Interaction as supervision

Jasper Gilley

In the previous essay in this series, we introduced the toy problem of Zipfian grokking:¹ modify the data distribution of a modular arithmetic grokking run to follow Zipf’s Law, and you get perpetual un-grokking and re-grokking cycles driven by the interaction between memorization pressure and weight decay.

Here, we show that giving models the ability to interact with their data, and biasing them towards causally understanding it, can lead them to see the underlying structure of the data-generating process more clearly.

The inverse dynamics idea

Specifically, we draw on the idea of intrinsic curiosity modules (ICM).² An inverse model takes two states and predicts what action occurred between the first and the second. This imposes a soft constraint on representations: the model’s internal encodings must be organized so that transformations are readable from pairs of states.
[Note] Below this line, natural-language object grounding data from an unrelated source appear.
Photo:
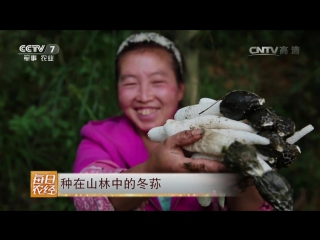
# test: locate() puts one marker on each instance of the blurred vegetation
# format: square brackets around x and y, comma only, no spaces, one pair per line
[43,105]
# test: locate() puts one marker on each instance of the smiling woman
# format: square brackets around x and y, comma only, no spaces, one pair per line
[149,71]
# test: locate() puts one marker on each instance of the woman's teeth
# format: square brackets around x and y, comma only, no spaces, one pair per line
[146,111]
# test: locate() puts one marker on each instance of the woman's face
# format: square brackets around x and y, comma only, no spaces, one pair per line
[147,88]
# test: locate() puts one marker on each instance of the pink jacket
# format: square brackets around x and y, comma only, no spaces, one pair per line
[112,146]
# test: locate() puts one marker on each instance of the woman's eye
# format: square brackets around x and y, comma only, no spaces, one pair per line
[158,81]
[129,84]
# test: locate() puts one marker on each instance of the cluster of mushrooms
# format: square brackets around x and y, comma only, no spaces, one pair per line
[250,139]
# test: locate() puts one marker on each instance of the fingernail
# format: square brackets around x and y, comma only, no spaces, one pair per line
[197,132]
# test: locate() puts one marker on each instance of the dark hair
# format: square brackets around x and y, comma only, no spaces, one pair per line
[152,45]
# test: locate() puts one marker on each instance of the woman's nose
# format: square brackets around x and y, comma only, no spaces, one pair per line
[145,93]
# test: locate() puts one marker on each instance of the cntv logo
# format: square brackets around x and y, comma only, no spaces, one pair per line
[256,51]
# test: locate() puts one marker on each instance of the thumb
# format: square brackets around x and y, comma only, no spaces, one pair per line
[184,138]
For modular arithmetic of the form \((a, b) \bmod p\), a natural transformation group is translation: \((a, b) \to (a{+}k,\, b{+}k) \bmod p\). Given the internal representations \(z\) and \(z'\) of an original and translated input pair, the inverse model must predict the translation \(k\) from the pair \((z, z')\).

If the representations encode Fourier structure,³ this is straightforward. Translations correspond to phase rotations in the Fourier basis — a systematic, linear operation where one rule covers all input pairs. If the representations are memorized, this is hard. Each \((a, b)\) pair has its own arbitrary encoding, so the \(z \to z'\) relationship differs for every pair, and predicting \(k\) requires memorizing \(p\) separate mappings per sample.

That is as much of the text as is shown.